Si le sens originel du cynisme de Diogène était quelque chose qui poursuivait, entre autres, l’absence de besoin et un certain scepticisme, il est plutôt considéré aujourd’hui comme une attitude, une manière de penser et d’agir caractérisée par une moquerie mordante. Ils appuient souvent leurs commentaires par des slogans accrocheurs et la répétition des craintes du public, comme celles concernant l’emploi, la menace qui pèse sur les jeunes ou la société, et pourquoi les choses seraient meilleures pour nous tous sans ces nouveaux trucs.

Ce faisant, ces cyniques et entrepreneurs de morale donnent l’impression d’être compétents et experts, et s’ils peuvent en plus présenter leurs arguments avec éloquence et de manière télévisuelle, tant mieux. Mais sont-ils vraiment plus intelligents et plus compétents ? C’est la question que se sont posée des chercheurs de l’université néerlandaise de Tilburg.

Dans l’étude The Cynical Genius Illusion: Exploring and Debunking Lay Beliefs About Cynicism and Competence, les auteurs examinent, à partir des données de sept études individuelles qu’ils ont menées, comment les cyniques sont perçus et comment ils réussissent à différentes tâches. Pour ce faire, les sujets (les « profanes ») se sont vu attribuer une liste de tâches qu’ils ont dû redistribuer à un groupe d’autres sujets classés en cyniques et moins cyniques après un test de personnalité. Les cyniques avaient accepté des questions telles que « La plupart du temps, les gens sont préoccupés par eux-mêmes ». Avant la répartition des tâches, les profanes savaient qui étaient les cyniques et qui ne l’étaient pas.

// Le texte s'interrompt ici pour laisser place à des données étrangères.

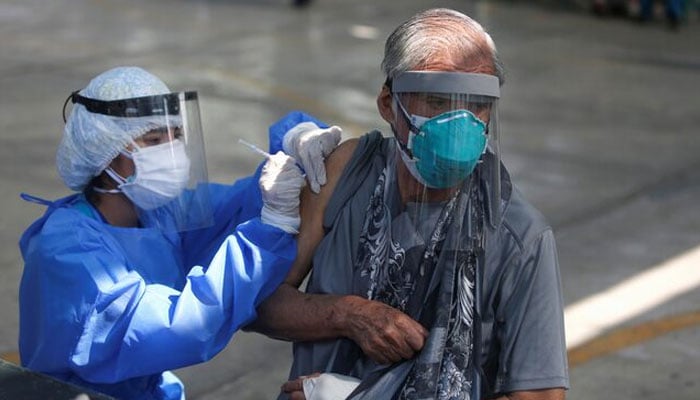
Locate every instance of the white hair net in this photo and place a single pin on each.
(91, 141)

Dans le cadre d’une enquête mondiale menée auprès de 200 000 personnes, celles-ci ont estimé que les cyniques étaient plus compétents et plus experts. Les non-spécialistes attendaient des cyniques qu’ils résolvent mieux les tâches.

Quel était donc le score des cyniques par rapport aux non-cyniques dans la résolution des tâches ? Les résultats ont été décevants : les cyniques se sont révélés plus incompétents et plus stupides. Le cynisme avec un écart-type de 1 correspondait à un écart-type de 0,17 à 0,25 vers une compétence moindre.

Les cyniques se sont montrés

  • moins éduqués dans 29 pays sur 30 ;
  • moins lettrés dans 28 pays sur 30 ;
  • moins bon en calcul dans 29 pays sur 30 ;
  • moins bon en informatique dans 23 pays sur 26.

Leur vision du monde ne leur permet pas de s’intéresser sincèrement à d’autres opinions et faits. C’est pourquoi les cyniques apprennent moins, ils s’enferment dans leur propre vision du monde.

Une autre étude de l’université d’Édimbourg a confirmé cette conclusion dès 2017 : les capacités cognitives sont liées négativement au pessimisme et faiblement ou légèrement positivement à l’optimisme.

L’humoriste américain et animateur de late night Stephen Colbert a résumé en ces termes le danger du cynisme pour le bonheur et l’avenir des gens :

N’oubliez pas : vous ne pouvez pas être jeune et sage en même temps. Les jeunes qui prétendent être sages ne sont généralement que des cyniques. Le cynisme se déguise en sagesse, mais il en est le contraire. Car les cyniques n’apprennent rien. Le cynisme est en effet un aveuglement que l’on s’impose, un refus du monde parce que nous avons peur qu’il nous blesse ou nous déçoive. Les cyniques disent toujours « non ». Mais dire « oui » est le début des choses. En disant « oui », les choses grandissent. Dire « oui » mène à la connaissance. Le « oui » est pour les jeunes. Alors, dites « oui » tant que vous en avez la force.

Le cynisme et le négativisme semblent être des phénomènes que nous rencontrons régulièrement. La question est de savoir d’où ils viennent ? D’expériences de vie négatives ? D’un état d’esprit qui vient de l’éducation ou peut-être d’influences sociales ? Provient-il d’un sentiment de supériorité personnelle ? 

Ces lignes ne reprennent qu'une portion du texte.